キラキラ
第21章 ひぐらし ~バースト4~
昨日のような試合観戦といった特別理由がないので、私服のままでは学校に入りづらい。
少し迷って、駅で雅紀を待ち伏せすることにする。
一年生は、部活が始まる時間より30分くらい早く行って準備をしないといけないらしいから、そろそろあらわれるはず……。
改札に体をむけ、駅が吐き出す人混みを、じーっとみつめていると、ほどなくして、その中から一際スラリとした男があらわれた。

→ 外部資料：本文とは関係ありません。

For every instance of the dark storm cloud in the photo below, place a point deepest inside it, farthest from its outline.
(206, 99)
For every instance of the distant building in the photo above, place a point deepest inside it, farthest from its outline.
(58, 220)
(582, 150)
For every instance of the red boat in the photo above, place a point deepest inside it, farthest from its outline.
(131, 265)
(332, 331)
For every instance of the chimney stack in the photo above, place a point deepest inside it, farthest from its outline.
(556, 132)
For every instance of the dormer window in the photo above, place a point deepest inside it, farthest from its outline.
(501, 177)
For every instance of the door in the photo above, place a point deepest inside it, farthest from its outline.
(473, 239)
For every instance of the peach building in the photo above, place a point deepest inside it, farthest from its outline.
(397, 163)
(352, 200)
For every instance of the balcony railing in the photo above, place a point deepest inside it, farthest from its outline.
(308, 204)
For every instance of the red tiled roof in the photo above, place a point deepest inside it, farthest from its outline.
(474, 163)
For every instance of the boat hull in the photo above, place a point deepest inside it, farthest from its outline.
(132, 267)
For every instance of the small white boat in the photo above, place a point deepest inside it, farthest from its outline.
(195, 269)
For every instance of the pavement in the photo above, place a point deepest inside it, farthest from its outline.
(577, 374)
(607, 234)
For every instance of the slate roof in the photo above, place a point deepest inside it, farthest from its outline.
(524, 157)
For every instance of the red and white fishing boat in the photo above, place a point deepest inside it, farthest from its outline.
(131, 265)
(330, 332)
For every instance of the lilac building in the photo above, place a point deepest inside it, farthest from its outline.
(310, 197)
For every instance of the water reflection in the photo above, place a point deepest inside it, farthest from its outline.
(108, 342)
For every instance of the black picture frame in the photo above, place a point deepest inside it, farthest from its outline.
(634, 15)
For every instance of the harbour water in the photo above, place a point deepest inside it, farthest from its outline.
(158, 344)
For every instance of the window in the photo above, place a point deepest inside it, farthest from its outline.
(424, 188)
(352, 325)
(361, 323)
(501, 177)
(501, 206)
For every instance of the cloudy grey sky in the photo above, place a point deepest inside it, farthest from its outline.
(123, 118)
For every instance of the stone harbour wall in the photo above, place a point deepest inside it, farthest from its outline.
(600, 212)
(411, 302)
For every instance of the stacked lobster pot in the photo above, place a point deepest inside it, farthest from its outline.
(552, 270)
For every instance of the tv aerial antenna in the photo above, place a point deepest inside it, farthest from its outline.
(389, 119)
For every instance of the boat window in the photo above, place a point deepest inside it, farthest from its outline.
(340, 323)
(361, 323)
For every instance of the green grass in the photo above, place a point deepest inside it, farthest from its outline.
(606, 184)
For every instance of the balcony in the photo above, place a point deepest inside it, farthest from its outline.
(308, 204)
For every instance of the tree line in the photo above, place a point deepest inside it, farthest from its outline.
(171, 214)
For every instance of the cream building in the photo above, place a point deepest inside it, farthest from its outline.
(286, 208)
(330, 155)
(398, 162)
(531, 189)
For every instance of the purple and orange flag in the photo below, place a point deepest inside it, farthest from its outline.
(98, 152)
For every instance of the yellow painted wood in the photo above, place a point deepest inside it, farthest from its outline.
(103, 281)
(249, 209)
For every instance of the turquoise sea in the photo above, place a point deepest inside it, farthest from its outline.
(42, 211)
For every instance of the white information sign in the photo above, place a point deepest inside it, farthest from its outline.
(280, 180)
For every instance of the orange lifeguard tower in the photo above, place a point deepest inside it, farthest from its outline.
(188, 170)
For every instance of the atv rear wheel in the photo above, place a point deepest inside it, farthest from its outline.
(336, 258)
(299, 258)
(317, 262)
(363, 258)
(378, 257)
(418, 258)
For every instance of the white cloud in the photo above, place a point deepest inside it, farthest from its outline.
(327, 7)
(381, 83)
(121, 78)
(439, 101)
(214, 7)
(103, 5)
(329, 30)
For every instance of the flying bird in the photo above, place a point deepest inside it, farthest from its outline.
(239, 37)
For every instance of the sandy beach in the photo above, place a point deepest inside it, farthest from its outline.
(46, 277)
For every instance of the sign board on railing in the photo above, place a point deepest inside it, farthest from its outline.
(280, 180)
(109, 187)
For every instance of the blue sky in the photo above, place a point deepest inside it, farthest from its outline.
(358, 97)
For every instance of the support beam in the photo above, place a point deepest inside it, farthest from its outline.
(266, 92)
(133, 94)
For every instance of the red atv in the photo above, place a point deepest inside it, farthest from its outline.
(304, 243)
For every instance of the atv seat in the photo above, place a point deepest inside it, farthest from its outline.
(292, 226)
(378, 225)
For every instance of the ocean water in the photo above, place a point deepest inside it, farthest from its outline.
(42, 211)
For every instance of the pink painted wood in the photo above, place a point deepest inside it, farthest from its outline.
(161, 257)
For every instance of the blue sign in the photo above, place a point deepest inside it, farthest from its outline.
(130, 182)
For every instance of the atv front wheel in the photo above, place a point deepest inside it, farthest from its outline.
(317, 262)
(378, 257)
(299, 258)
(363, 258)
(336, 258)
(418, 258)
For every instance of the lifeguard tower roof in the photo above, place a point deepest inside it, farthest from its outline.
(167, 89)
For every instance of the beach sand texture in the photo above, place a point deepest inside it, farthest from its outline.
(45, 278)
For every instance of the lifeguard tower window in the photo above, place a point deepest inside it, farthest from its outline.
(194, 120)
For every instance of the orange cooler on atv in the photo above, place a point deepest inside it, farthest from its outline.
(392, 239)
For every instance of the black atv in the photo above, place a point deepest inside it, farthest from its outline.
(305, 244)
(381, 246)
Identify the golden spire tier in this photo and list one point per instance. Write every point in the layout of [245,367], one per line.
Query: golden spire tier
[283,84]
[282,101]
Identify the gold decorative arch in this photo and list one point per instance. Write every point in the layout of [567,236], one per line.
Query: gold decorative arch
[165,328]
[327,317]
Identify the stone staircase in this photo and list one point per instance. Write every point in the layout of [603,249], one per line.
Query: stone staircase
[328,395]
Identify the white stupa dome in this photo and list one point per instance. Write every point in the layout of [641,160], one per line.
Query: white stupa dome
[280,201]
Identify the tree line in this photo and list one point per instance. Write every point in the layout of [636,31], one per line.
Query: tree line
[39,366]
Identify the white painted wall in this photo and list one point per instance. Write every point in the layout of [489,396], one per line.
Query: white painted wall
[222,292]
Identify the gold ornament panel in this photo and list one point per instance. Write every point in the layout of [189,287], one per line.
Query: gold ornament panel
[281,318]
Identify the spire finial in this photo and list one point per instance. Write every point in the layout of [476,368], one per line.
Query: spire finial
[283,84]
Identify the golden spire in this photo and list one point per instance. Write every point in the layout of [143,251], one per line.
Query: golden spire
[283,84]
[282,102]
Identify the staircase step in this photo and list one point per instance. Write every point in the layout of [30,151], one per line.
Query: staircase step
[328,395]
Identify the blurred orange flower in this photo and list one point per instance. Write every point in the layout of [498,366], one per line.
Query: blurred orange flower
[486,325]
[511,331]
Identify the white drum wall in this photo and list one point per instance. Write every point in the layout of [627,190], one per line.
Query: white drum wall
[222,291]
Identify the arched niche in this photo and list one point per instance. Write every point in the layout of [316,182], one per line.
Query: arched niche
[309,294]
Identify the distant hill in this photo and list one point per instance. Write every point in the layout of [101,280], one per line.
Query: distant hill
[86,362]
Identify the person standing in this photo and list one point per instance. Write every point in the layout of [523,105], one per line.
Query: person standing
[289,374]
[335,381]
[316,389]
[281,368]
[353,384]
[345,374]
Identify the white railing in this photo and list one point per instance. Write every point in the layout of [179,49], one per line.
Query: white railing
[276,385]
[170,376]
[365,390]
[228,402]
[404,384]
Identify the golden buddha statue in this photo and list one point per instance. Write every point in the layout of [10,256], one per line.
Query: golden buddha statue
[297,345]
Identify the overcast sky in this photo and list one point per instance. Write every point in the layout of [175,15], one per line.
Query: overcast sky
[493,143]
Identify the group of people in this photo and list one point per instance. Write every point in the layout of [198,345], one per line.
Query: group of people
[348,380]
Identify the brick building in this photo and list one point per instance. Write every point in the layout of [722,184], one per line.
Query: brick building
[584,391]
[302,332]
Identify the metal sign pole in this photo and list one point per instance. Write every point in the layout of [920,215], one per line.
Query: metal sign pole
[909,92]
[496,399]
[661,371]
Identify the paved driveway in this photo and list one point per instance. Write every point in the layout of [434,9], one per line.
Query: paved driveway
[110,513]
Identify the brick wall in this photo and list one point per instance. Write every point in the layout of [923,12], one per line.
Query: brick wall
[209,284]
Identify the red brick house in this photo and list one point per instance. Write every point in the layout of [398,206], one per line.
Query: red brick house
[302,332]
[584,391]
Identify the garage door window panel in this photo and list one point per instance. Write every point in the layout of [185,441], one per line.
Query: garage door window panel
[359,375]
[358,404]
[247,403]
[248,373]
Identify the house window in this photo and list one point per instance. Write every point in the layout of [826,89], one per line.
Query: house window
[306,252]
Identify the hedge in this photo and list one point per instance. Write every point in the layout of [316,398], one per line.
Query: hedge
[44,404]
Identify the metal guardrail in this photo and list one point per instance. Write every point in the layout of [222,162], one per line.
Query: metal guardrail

ジャージにTシャツ姿、大きな鞄を背負った雅紀が、少しうつむき加減に歩いてくる。
俺が、通せんぼをするように立ちはだかると、一瞬怪訝な表情で顔をあげ、俺だ、とわかった瞬間、パッと笑った。
「潤じゃん!おはよう、どした?補習?」
「……ちげーよ」
どいつもこいつも、俺が学校近くにあらわれると、補習っていうか?
ちょっと失礼じゃね?
若干、ムッとしながら、雅紀のおひさまみたいな笑顔を見つめた。
「ちょっと聞きたいことあんだけど」
「なに? あ!昨日の試合のこと?」
あれはねー、と、無邪気に試合内容を説明し始めようとするのを、慌てて遮った。
「……そうじゃない。お前さ……なんで、かずに試合のこと黙ってたんだよ?」
雅紀の顔が強ばった。
「別に……黙ってたわけじゃ……」
「あれは、黙ってたっていうんだよ。なんで? かずに見られて困ることでもあったのか?」
「……」
「俺が言ってやろうか?」
「……え?」
「彼女をつくるとこ見られたくなかったんだろう?」
雅紀の顔が、はっきりと、なんで?!という顔になった。
予想通りの反応に、思わず、大きなため息をついてしまう。
「見てたんだよ、俺ら自販機いたから。公開告白……っての?」
雅紀は、明らかにあちゃー……という顔をして、頭を抱えその場に座り込んだ。
「それ……かずも見た?」
「見た」
「なんかいってた?」
「………………何も」
「そう……」
「つかさ。おまえ、かずを好きだったんじゃねーの?」
「好きだよ」
「今も?」
「うん。一番」
「じゃ、なんで……?!」
思わず責めるような口調になってしまうのと比例して、声のボリュームが大きくなり、はっとして、口をつぐんだ。